Influence of shape on the accuracy of grid-based volume computations.

Abstract

The influence of the shape of a region of interest (ROI) on the uncertainty in the sampled volume of the ROI is investigated for computations with regular Cartesian grids. Both mathematically defined volumes and clinically relevant ROIs were studied. The sampling uncertainty is shown to depend on the compactness of the ROI and on effects of grid matching and translational symmetry. In clinical ROIs without translational symmetry the estimate of the sampling uncertainty is improved up to a factor of 2.3 by taking the compactness of the ROI into account. In a spherical ROI grid-matching effects were demonstrated by means of Fourier transforms.
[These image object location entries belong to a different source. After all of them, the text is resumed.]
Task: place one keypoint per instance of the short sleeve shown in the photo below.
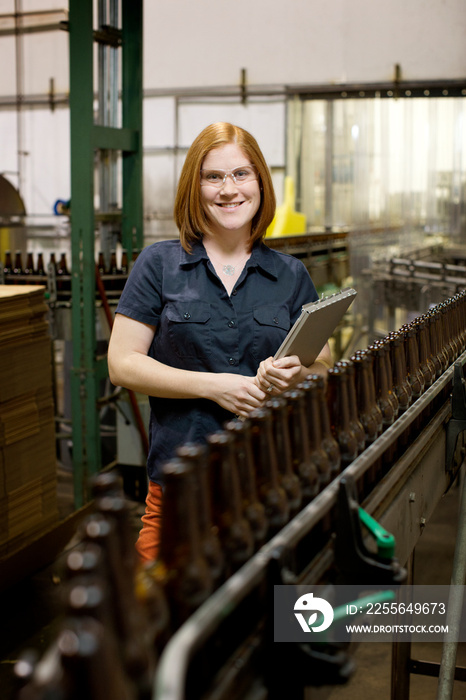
(141, 298)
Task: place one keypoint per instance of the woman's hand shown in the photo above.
(277, 376)
(238, 394)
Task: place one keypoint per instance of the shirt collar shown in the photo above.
(262, 256)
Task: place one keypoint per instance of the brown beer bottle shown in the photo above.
(90, 668)
(151, 596)
(329, 444)
(271, 492)
(355, 424)
(101, 263)
(197, 456)
(40, 270)
(317, 453)
(29, 269)
(18, 266)
(112, 268)
(415, 376)
(234, 531)
(448, 344)
(337, 393)
(53, 262)
(124, 262)
(289, 480)
(181, 569)
(253, 509)
(425, 355)
(402, 387)
(364, 398)
(303, 466)
(137, 659)
(385, 343)
(382, 391)
(8, 265)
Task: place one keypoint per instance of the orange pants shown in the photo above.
(148, 543)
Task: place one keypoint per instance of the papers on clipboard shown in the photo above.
(314, 327)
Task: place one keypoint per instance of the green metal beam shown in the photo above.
(86, 434)
(107, 137)
(86, 138)
(132, 84)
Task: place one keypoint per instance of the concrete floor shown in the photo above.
(30, 617)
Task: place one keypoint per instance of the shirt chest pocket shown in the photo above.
(271, 324)
(189, 328)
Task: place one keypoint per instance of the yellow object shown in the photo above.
(287, 221)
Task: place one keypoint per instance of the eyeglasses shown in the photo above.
(217, 178)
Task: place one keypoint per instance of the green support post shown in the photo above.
(86, 138)
(132, 221)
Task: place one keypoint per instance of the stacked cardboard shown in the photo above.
(28, 481)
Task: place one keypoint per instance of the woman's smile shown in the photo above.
(233, 205)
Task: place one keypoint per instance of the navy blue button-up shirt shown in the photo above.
(200, 327)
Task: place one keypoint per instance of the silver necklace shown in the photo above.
(230, 270)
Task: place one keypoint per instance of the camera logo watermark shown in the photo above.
(326, 614)
(308, 602)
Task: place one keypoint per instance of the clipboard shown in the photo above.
(315, 325)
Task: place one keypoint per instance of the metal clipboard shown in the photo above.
(315, 325)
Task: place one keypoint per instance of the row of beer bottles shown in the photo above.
(368, 392)
(225, 499)
(222, 501)
(36, 267)
(116, 618)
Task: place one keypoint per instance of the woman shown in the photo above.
(200, 318)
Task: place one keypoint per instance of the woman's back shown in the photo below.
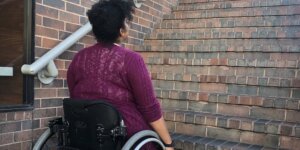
(108, 71)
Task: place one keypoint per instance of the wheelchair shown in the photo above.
(92, 125)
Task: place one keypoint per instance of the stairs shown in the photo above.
(227, 73)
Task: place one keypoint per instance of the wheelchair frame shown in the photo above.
(60, 127)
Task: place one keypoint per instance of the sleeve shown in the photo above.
(142, 87)
(71, 79)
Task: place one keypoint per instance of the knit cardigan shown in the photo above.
(118, 75)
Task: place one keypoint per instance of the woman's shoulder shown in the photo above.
(131, 54)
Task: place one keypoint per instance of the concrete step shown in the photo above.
(182, 98)
(226, 33)
(231, 109)
(200, 5)
(254, 125)
(284, 46)
(187, 142)
(232, 129)
(226, 74)
(230, 22)
(235, 12)
(229, 59)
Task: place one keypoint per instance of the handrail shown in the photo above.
(45, 67)
(45, 60)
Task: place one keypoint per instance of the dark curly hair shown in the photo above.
(107, 18)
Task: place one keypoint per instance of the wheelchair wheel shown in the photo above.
(45, 142)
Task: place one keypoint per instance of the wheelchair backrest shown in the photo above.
(93, 124)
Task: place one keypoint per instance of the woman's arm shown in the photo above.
(145, 99)
(161, 129)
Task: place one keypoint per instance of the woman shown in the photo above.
(119, 75)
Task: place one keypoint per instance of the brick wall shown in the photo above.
(55, 20)
(229, 70)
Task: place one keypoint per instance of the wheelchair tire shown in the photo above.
(40, 143)
(141, 138)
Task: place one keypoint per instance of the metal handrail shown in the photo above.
(46, 60)
(45, 67)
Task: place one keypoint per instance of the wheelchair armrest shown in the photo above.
(150, 136)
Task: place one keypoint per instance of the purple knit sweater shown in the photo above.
(119, 75)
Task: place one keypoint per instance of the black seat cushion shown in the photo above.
(84, 117)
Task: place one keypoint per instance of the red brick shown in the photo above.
(289, 142)
(234, 110)
(213, 87)
(6, 138)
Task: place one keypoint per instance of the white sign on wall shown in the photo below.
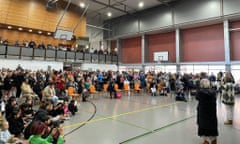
(160, 56)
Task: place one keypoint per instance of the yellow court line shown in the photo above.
(119, 115)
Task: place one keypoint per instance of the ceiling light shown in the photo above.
(140, 4)
(82, 5)
(109, 14)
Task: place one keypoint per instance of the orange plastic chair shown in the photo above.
(105, 87)
(71, 92)
(116, 87)
(92, 90)
(137, 87)
(126, 89)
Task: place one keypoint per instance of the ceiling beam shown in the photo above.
(108, 5)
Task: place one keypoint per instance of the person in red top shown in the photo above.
(60, 84)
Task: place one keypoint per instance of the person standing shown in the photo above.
(207, 113)
(228, 97)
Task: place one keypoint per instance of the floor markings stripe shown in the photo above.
(119, 115)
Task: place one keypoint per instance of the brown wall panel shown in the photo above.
(131, 50)
(203, 44)
(235, 41)
(162, 42)
(33, 14)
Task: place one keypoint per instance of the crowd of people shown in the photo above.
(61, 47)
(21, 88)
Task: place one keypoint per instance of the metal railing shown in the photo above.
(14, 52)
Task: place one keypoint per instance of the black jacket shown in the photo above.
(207, 112)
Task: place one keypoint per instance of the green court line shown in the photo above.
(122, 114)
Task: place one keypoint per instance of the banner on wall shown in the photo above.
(31, 64)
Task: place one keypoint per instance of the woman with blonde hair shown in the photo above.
(207, 113)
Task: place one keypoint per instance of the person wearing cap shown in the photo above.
(49, 93)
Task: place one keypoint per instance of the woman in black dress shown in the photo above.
(207, 113)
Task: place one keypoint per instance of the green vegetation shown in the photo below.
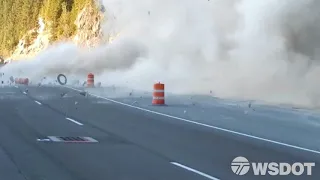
(17, 17)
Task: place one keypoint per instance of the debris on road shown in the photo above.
(84, 93)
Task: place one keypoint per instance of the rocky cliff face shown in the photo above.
(89, 34)
(32, 43)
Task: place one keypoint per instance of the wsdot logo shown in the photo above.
(240, 166)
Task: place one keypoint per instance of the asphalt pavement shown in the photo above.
(45, 133)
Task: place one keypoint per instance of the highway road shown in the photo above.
(51, 133)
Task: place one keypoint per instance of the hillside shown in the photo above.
(28, 26)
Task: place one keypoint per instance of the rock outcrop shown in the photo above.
(32, 43)
(89, 33)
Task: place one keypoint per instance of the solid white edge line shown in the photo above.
(74, 121)
(38, 102)
(206, 125)
(194, 171)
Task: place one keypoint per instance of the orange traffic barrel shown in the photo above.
(25, 81)
(90, 80)
(158, 94)
(20, 81)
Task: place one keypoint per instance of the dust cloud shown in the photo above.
(251, 49)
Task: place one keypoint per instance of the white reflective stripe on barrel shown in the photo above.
(158, 97)
(158, 90)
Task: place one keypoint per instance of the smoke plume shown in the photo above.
(252, 49)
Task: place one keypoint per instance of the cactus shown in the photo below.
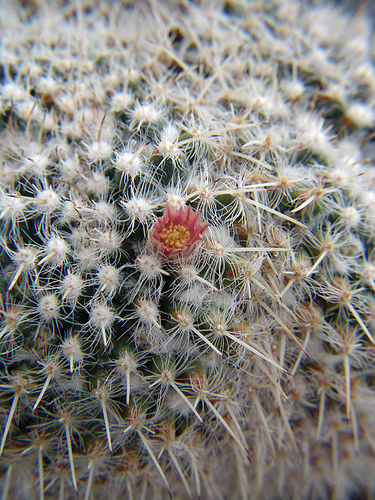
(187, 234)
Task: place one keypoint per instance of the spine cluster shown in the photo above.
(187, 250)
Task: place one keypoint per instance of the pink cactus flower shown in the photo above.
(177, 232)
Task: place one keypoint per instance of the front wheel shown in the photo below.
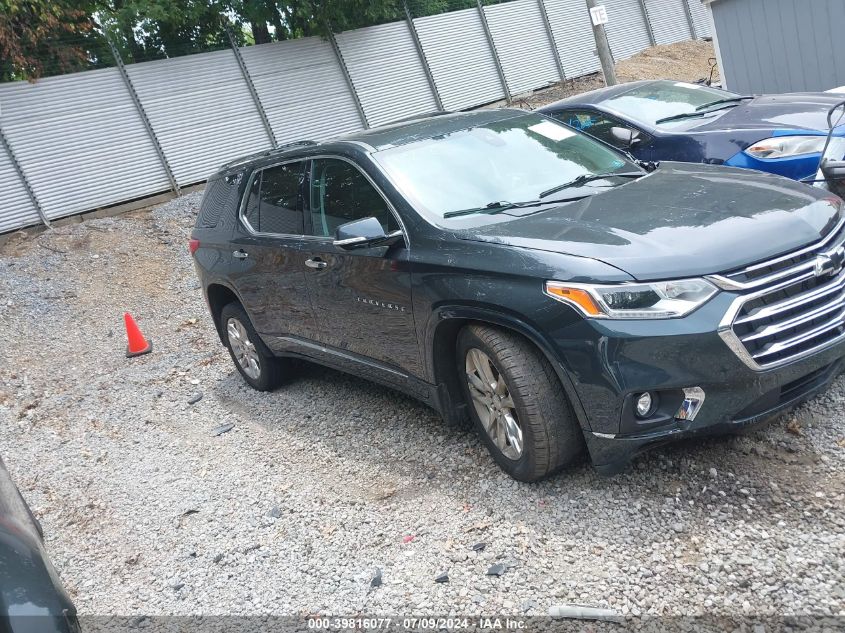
(257, 365)
(517, 403)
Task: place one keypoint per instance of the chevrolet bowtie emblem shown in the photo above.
(829, 264)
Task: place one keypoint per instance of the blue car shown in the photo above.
(676, 121)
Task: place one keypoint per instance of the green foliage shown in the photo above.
(31, 34)
(44, 37)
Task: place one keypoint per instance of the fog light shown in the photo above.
(645, 404)
(693, 399)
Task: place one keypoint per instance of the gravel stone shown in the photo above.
(223, 428)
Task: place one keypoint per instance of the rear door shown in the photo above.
(270, 249)
(361, 298)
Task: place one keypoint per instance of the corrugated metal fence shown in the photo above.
(83, 141)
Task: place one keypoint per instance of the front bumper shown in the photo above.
(611, 361)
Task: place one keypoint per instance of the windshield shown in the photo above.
(512, 160)
(662, 99)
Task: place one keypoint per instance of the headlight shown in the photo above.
(658, 300)
(785, 146)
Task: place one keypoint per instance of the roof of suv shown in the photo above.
(413, 130)
(386, 136)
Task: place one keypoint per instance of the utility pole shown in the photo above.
(598, 18)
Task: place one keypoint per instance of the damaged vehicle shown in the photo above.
(504, 268)
(31, 595)
(781, 134)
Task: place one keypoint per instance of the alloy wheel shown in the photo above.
(493, 403)
(243, 349)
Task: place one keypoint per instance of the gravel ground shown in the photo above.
(330, 479)
(323, 483)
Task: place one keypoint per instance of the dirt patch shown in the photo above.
(685, 61)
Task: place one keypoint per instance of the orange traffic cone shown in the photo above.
(137, 343)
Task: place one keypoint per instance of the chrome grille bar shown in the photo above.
(835, 323)
(792, 312)
(801, 319)
(776, 308)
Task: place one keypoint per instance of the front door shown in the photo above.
(270, 251)
(361, 298)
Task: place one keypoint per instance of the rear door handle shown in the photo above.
(315, 263)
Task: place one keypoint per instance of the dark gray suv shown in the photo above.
(507, 269)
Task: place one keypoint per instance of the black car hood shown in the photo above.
(794, 111)
(682, 220)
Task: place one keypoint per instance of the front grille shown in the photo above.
(792, 310)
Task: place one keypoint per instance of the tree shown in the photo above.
(38, 36)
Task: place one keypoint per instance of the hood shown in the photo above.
(795, 111)
(682, 220)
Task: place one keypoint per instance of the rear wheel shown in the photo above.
(257, 365)
(517, 403)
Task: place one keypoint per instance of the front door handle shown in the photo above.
(316, 263)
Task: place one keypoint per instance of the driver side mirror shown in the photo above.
(626, 137)
(833, 169)
(364, 233)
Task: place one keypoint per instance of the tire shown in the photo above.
(256, 364)
(551, 437)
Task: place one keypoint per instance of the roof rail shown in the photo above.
(266, 153)
(422, 115)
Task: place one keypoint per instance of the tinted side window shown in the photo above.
(274, 201)
(340, 194)
(279, 202)
(251, 207)
(593, 123)
(220, 200)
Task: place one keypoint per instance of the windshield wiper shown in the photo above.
(583, 179)
(492, 208)
(700, 110)
(721, 101)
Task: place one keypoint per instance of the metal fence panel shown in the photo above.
(302, 89)
(460, 59)
(700, 19)
(668, 20)
(626, 29)
(201, 111)
(387, 72)
(524, 49)
(570, 22)
(80, 141)
(16, 210)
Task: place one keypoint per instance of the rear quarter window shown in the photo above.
(220, 201)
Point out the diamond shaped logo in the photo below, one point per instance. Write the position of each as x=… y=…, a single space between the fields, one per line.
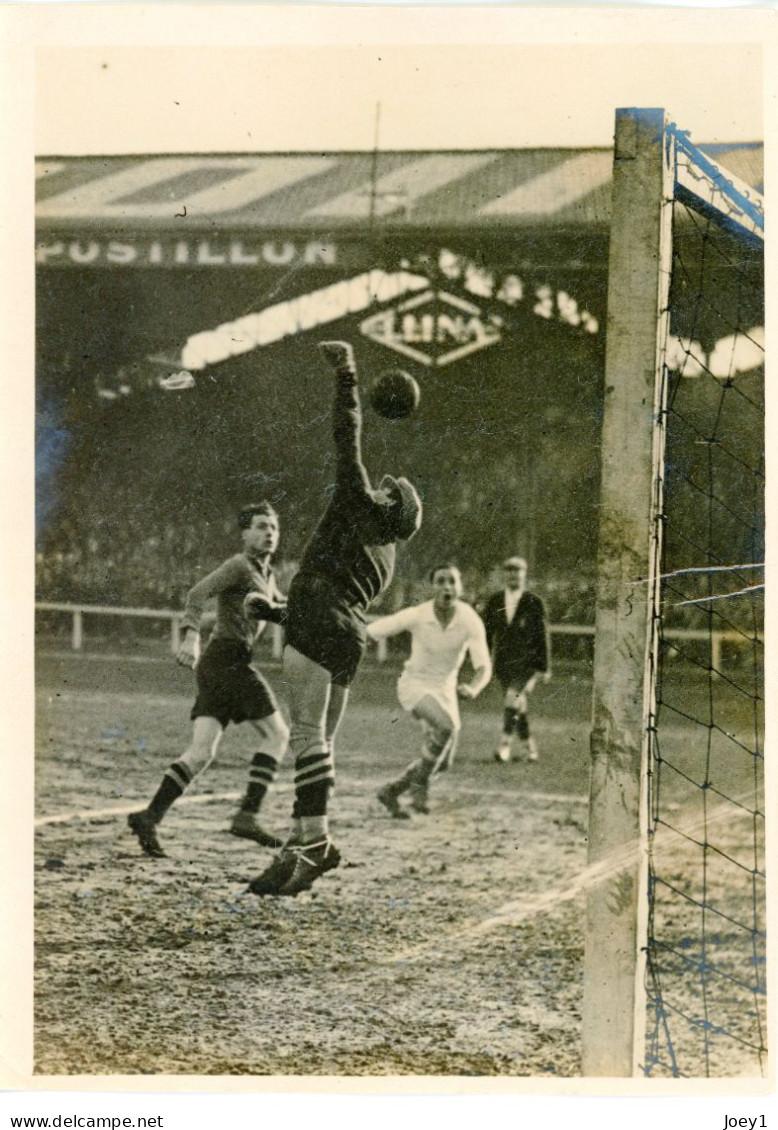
x=433 y=328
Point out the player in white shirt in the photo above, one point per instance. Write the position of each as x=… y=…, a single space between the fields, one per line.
x=442 y=632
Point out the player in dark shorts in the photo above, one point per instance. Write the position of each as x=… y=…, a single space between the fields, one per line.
x=228 y=688
x=518 y=636
x=347 y=563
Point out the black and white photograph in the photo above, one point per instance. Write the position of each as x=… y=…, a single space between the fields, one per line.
x=399 y=548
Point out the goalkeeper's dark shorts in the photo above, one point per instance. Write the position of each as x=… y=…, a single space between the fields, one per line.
x=228 y=688
x=325 y=627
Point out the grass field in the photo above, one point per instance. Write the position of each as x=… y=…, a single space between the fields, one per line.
x=448 y=945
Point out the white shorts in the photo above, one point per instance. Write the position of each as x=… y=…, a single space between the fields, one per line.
x=411 y=690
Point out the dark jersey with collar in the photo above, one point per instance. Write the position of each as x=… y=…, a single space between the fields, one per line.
x=353 y=546
x=231 y=583
x=520 y=648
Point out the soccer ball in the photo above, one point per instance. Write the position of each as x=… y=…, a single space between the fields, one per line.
x=395 y=394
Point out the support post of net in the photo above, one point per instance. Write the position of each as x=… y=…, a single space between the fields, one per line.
x=639 y=267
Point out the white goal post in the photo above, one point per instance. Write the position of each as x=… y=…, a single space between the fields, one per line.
x=651 y=163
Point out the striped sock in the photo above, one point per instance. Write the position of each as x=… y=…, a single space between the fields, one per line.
x=174 y=783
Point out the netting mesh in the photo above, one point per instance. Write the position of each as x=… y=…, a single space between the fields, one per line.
x=706 y=956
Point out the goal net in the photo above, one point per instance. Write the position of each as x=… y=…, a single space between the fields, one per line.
x=676 y=931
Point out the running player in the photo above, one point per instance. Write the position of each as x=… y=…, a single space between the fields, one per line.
x=442 y=632
x=518 y=636
x=346 y=565
x=230 y=689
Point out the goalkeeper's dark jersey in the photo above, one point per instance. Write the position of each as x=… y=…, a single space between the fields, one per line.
x=231 y=583
x=353 y=546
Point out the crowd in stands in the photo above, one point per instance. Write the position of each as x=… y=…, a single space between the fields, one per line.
x=126 y=566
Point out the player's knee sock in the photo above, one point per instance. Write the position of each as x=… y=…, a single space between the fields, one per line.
x=509 y=720
x=261 y=775
x=175 y=781
x=313 y=773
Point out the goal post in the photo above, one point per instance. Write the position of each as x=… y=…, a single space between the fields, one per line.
x=676 y=840
x=638 y=287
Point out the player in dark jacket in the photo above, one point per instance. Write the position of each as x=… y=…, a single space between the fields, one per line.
x=347 y=563
x=228 y=688
x=518 y=637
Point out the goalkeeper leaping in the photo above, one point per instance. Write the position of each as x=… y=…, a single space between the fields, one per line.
x=346 y=565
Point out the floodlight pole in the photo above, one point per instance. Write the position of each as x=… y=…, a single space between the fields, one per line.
x=639 y=266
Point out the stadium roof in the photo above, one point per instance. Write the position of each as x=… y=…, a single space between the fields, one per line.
x=318 y=192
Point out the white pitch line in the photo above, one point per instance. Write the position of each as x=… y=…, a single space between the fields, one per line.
x=519 y=910
x=98 y=814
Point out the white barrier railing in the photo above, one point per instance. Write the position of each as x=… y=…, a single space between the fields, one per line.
x=78 y=611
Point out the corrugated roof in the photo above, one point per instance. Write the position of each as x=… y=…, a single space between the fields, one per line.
x=316 y=192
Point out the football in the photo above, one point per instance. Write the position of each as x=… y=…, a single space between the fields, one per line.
x=395 y=394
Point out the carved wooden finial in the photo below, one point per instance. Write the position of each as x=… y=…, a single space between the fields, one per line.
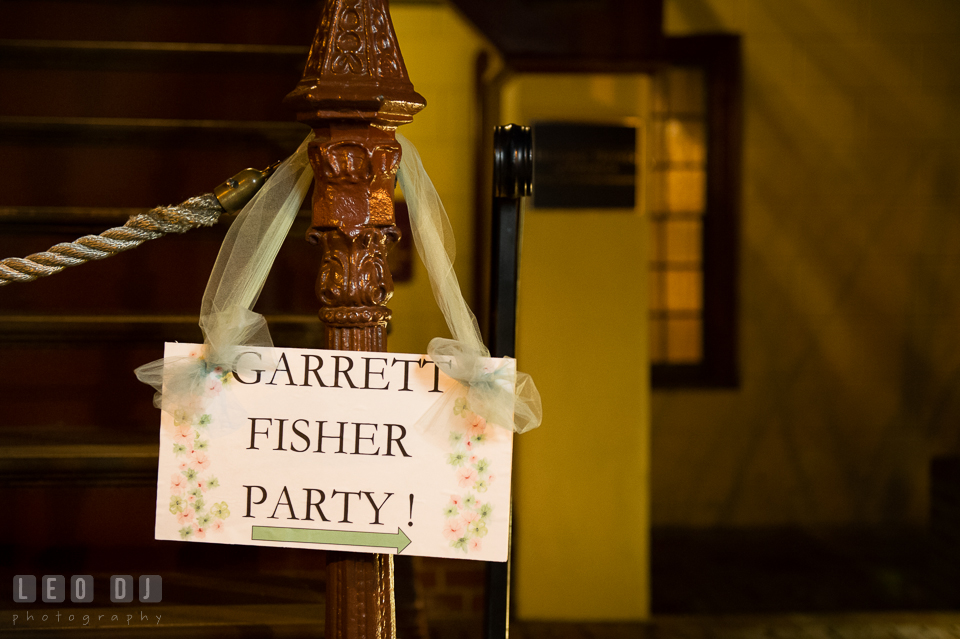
x=355 y=69
x=355 y=93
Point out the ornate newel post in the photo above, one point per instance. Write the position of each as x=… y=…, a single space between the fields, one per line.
x=355 y=92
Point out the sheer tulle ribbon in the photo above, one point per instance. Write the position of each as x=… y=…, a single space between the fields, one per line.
x=495 y=395
x=500 y=396
x=226 y=316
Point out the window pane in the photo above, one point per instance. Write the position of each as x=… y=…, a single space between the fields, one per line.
x=658 y=340
x=684 y=337
x=684 y=290
x=681 y=241
x=684 y=141
x=657 y=297
x=684 y=87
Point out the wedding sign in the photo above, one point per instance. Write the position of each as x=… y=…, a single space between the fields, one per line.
x=355 y=451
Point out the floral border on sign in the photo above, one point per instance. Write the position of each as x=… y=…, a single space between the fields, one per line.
x=190 y=484
x=466 y=516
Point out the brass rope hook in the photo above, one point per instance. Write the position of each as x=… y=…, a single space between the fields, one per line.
x=204 y=210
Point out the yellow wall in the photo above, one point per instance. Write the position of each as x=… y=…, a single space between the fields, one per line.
x=581 y=484
x=440 y=50
x=850 y=309
x=581 y=481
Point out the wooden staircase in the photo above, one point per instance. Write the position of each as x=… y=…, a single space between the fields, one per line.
x=109 y=108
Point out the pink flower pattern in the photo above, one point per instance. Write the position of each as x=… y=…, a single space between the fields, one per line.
x=187 y=487
x=466 y=517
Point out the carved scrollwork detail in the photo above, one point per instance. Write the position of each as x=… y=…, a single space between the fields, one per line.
x=350 y=55
x=354 y=182
x=383 y=47
x=350 y=316
x=353 y=269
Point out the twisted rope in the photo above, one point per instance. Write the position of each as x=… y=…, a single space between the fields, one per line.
x=203 y=210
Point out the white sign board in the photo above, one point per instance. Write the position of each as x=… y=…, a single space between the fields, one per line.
x=355 y=451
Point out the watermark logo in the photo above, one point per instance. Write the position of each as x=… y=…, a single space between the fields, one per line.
x=53 y=589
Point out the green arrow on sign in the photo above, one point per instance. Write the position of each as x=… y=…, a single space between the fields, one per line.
x=398 y=540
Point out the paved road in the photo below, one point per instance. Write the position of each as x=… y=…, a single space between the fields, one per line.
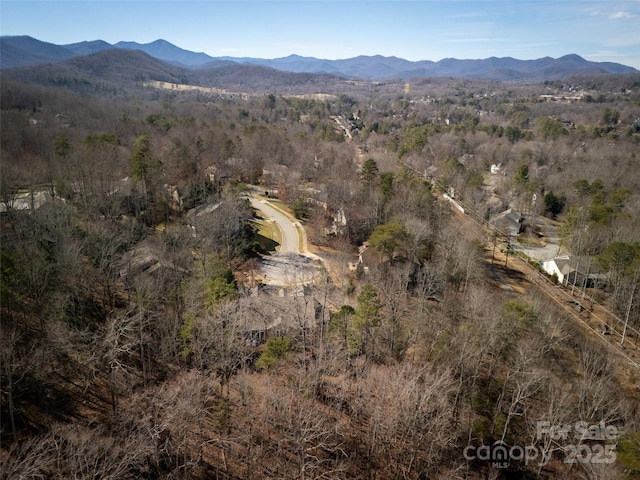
x=292 y=264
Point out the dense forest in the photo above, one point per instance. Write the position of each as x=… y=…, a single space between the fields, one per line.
x=141 y=337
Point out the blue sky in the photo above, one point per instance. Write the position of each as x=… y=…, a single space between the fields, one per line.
x=605 y=30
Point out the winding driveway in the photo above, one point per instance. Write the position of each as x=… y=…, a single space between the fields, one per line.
x=292 y=264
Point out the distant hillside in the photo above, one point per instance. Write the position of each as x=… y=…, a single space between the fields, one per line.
x=99 y=70
x=168 y=52
x=23 y=51
x=112 y=69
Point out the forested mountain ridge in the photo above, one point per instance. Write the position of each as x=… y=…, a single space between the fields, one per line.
x=23 y=51
x=143 y=335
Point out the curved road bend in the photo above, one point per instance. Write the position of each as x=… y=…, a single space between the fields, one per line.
x=291 y=264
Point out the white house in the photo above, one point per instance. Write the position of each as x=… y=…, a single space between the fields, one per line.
x=575 y=271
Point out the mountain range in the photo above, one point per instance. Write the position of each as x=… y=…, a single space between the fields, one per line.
x=20 y=51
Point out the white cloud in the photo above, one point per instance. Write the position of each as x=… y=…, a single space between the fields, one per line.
x=620 y=15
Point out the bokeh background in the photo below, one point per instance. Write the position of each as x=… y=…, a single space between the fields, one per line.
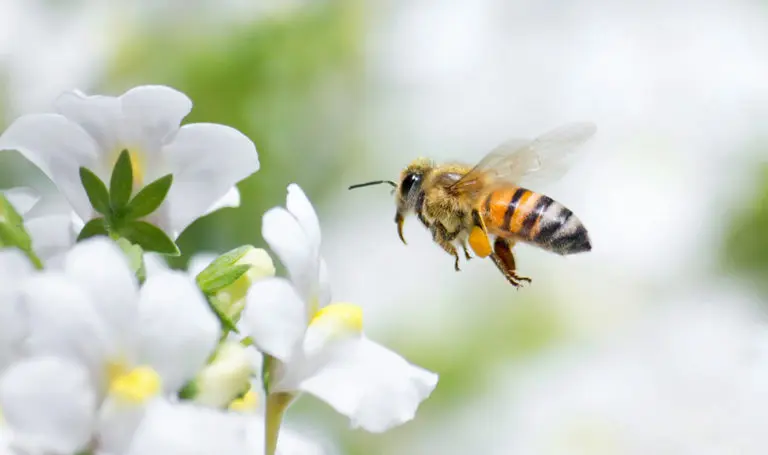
x=637 y=347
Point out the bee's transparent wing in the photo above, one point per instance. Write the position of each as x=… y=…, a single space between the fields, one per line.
x=543 y=159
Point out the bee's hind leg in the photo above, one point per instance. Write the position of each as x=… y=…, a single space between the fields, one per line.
x=504 y=259
x=443 y=238
x=466 y=250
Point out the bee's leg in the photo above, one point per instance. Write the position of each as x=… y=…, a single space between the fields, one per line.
x=478 y=236
x=504 y=259
x=441 y=236
x=466 y=250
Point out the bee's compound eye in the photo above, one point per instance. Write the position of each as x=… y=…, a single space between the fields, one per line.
x=408 y=183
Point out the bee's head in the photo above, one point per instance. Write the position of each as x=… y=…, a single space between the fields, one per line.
x=407 y=191
x=409 y=188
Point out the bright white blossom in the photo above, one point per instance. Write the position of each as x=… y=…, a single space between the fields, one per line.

In this type of ROI, grid-matching effects decrease as well as increase the sampling uncertainty up to a factor of 1.6. Translational symmetry is shown to cause a decrease in the sampling uncertainty convergence power from 2/3 for spherical ROIs, to 1/2 for stringlike or 1/3 for pancakelike cylinders. For clinical ROIs with translational symmetry, similar decreases were found. With the theory derived and these symmetry effects taken into account the experimental uncertainty of volume computation can be estimated for most clinical ROIs within a factor of 2.5. Special care should be taken in grid sampling of volumes inside isodose surfaces of rectangular field techniques. For the volume of a prostate an uncertainty level of 1% or 5% is obtained with less than 1050 or 80 grid points, respectively, while for such an isodose surface up to 16,000 or 500 grid points are required for the same uncertainty levels.